However, the Government has said it still expects landlords to pass on the discount. 

“In these circumstances, landlords who resell energy to their tenants should pass the discounted payments on appropriately, in line with Ofgem rules to protect tenants,” its official advice says. 

At this point the advice does not make explicitly clear how it will ensure tenants receive the benefits from landlords or regulators. 

Although it did say that “steps are also being taken to protect consumers from the risk of fraud, gaming, and non-compliance”.  

For instance, customers should be notified in writing when they have received the £400 energy rebate from the Government. This should be “clearly shown” on bills or statements for Direct Debit and credit customers. 

Suppliers will be expected to report action they take to the Government as a way of communicating the payment has been passed onto consumers. 

The energy price cap has been predicted to remain above £3,500 a year throughout 2023, according to the latest forecast from energy consultancy firm Cornwall Insight. 

Prices are already at unprecedented levels following an increase of more than 50% to the cap last April. 

To help households cope against the growing cost of living the Government has announced a support package, which includes a £400 discount on energy bills.

From October, some 29 million households across England, Wales and Scotland will start to receive the rebate. 

A spokesperson from the National Residential Landlords Association (NRLA) pointed out there will also be cases where “bills included” rents have been set without reflecting the recent surge in costs.

The spokesperson said: “In most cases tenants pay their energy bills separately from their rent. As such, they will receive the Government’s support payments directly.

“Where rents include the cost of utilities, and tenants incur the cost of increased energy bills, the savings from the support scheme should be passed on to them.

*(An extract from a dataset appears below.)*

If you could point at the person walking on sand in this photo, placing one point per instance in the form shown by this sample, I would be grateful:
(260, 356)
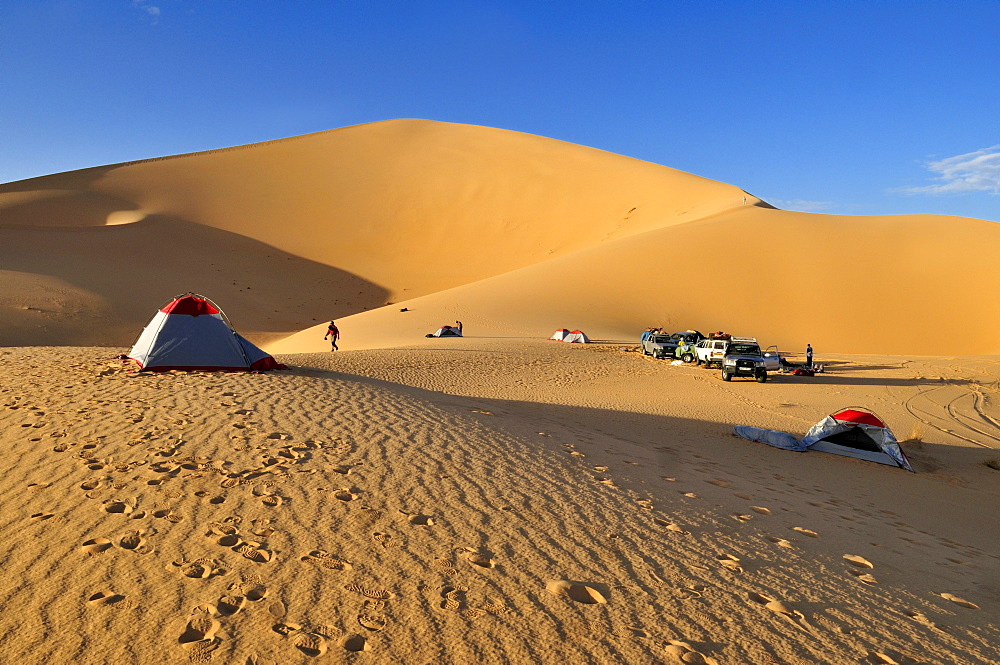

“However, there will be instances where all-inclusive rents have been set without reflecting higher energy prices.

“The Government needs to ensure that its scheme recognises such cases where it is the landlord who is ultimately paying the cost of increased bills, rather than the tenant.”

Polly Neate, chief executive of Shelter, said: “Tenants whose energy bills are included in their rent or service charge cannot directly claim the energy discount. Instead, they will be at the mercy of their landlord passing on this much-needed support.

“There’s no specific legal obligation for landlords to pass on this support, but they aren’t allowed to overcharge tenants for the energy they’ve used or make a profit on it.

“This could be the case if they pocket the Government support and continue to charge the same rate for utilities.

“Landlords can only charge for energy used, the standing charge and VAT. So, it’s worth making a note of how much energy you’re using to make sure you’re not paying more than you should.

“It is unfair that those at the very sharp end of this crisis could miss out on this much-needed support.”

Residents in Northern Ireland are still awaiting a decision, between the Treasury and ministers in Stormont, to determine how the rebate can be paid there. 

The non-repayable payments will be made in monthly instalments over the course of six months, with a £66 discount being applied to energy bills in October and November. 

A £67 reduction will then take effect from December to March 2023. 

Regardless of whether consumers pay monthly, quarterly or have an associated payment card, they will receive the payment each month. 

ITV News has approached Ofgem for comment.